Lordsburg was once a transportation and commercial hub for southwestern New Mexico and southeastern Arizona. Phelps Dodge ran the Playas Smelter nearby and the local economy was built on ranching, farming (cotton and roses), and mining. The main highway ran through town and into southern Arizona and an international crossing to Mexico was just south at Antelope Wells. Students, including former Supreme Court Justice Sandra Day O’Connor, came from the surrounding area in both New Mexico and Arizona to attend school. During World War II, an internment camp outside of Lordsburg held German prisoners of war.
However, when Interstate 10 was built, it bypassed Lordsburg, and the town has suffered economically as a result.
The Lordsburg/Hidalgo County Museum is housed in the old Hidalgo County Armory. The museum covers the area’s history.
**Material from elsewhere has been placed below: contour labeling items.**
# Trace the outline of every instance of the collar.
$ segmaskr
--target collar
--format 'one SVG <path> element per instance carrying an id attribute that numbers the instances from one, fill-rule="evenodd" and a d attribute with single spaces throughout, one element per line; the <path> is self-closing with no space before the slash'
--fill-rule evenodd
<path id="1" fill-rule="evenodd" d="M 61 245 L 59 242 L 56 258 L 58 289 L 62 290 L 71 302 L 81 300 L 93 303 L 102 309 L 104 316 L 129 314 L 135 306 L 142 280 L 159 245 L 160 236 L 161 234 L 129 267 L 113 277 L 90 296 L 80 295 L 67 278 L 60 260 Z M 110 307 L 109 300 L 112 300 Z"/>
A premier and extensive exhibit is on New Mexico’s various World War II internment camps. This exhibit began as a traveling exhibit funded by the New Mexico Humanities Council and is now housed permanently in Lordsburg.
Nearby you can also visit the ghost town, Shakespeare. Originally known as Mexican Springs, Shakespeare was a mining boom town on the Butterfield Overland Stage Trail. The town survived until 1932 and in 1935, it was purchased by the Hill family of Lordsburg. The town is known for its wild history that includes tales of Billy the Kid as well as, lesser known outlaws such as Russian Bill and Sandy King. The museum and visitor center are open two Saturdays a month when there are also tours and re-enactments about life in the town. There are occasional public tours offered for a donation. Call 575-542-9034 for the schedule. There are no private tours.